She looked up in surprise. "What makes you say that?"

"Any woman who sticks around here is usually married by 18 -- and Amie's a good looking girl. Surely she has a boyfriend?"

"Not that I know of."

"A girlfriend?"

She looked at me, a hard glance. "Don't be grubby."

I laughed. "I'm not being grubby. Some people like partners of their own sex, Mum --there's nothing wrong with it."

She shook her head. "Not Amie...she's not like that. She's a good girl, not like your other sister."

I laughed again. "Donna's not a lesbian."

"I don't want to talk about it."

She was getting upset, so I moved on. "So tell me about Amie, Mum. Did she finish school?"

"Oh, yes -- the local high school. She passed out near the top of her class, and is at university now doing a land management degree." She smiled. "You'd never think that she could manage all that and work around the farm and help me in the house, but she does."

"Maybe that's why she doesn't have a boyfriend."
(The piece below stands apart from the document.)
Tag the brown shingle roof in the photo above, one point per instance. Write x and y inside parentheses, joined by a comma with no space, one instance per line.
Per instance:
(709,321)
She shook her head. "Amie's strong willed, Jack. She'll find someone when she's ready...although I don't know what I'd do without her. She's marvelous." She stood back, regarding her work. "Could you put these in the oven for me? I'll get on with preparing dinner."

I picked up the trays one by one and put them in the oven. Clearly Amie could do no wrong in this house. I was beginning to feel like an interloper.

*

The next morning I rose early to find them both in the kitchen. Amie was sitting at the table, dressed in a pair of old jodhpurs and a faded shirt with the sleeves rolled up to her elbows. The skin on her arms was smooth and brown, and her hair was tied back with a piece of ribbon. She regarded me without speaking as I kissed Mum on the cheek.

I turned to her. "Good morning, little sister."

She nodded without speaking, her eyes on my face. She had a mug of tea in her hands and an empty plate in front of her. I sat down in a chair opposite, aware of the directness of her gaze.

"Are you busy today?" I asked.

"I'm always busy."

"I meant, are you so busy that you couldn't show me around the farm?"

She raised an eyebrow. "A sightseeing tour?"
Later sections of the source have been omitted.